You don't have to navigate it alone.



Foggy wooden bridge leading into mist, surrounded by blurred foliage. Mysterious and atmospheric scene in muted tones.

 

Like it or not, you're in the middle of the sea. Open water. No land in sight in any direction.

 

Not at the starting point. Not at the finish line. Somewhere between the shore you left and the one you cannot see yet. The map said this would be straightforward when you started trying to conceive. The map lied. Now you are here, in open water, and the voices around you keep asking how long you have been trying. As if duration is the thing that matters.

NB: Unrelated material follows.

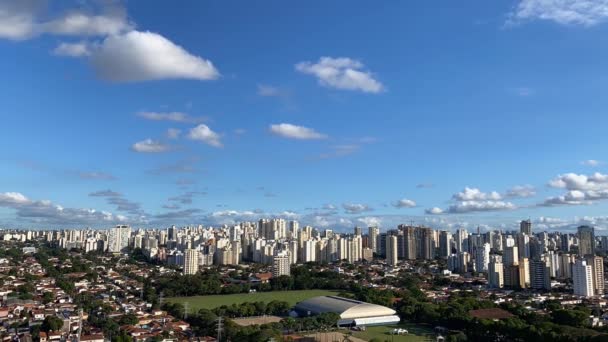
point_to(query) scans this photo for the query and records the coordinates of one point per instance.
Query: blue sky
(333, 113)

As if month two is a warm-up and year six is the real fight.

 

I am going to say this once, clearly, before we go any further: some fertility stories are sonnets. Some are the Iliad. Mine is being written right now and I do not know how long it will be. Neither do you. That is not a failure of faith or planning. That is the nature of being mid-story. The page is not finished. You cannot see the ending from here.

 

The threshold you didn't ask to cross

 

The grief-averse society we live in does not know how to hold unacknowledged loss. It reaches for comparison because it cannot sit with weight. It needs a hierarchy, a ranking system, a way to measure and manage what it does not want to deal with. That is not your fault. It is not the fault of the person who said it to you either. It is what happens when a culture has no container for grief that doesn't resolve quickly. It becomes a competition. Grief as credential. You must be this sad, for this long, before your experience qualifies.

 

You do not have to accept that framework.

 

There are falsehoods others would have you believe — ones designed to keep your feelings manageable to them. That your grief needs to earn its place. That month two is not hard enough yet. That if you have not had a loss, your pain is theoretical. That if you conceived once before, this second journey does not count the same way. The goalposts move. With every door walked through, more lie ahead.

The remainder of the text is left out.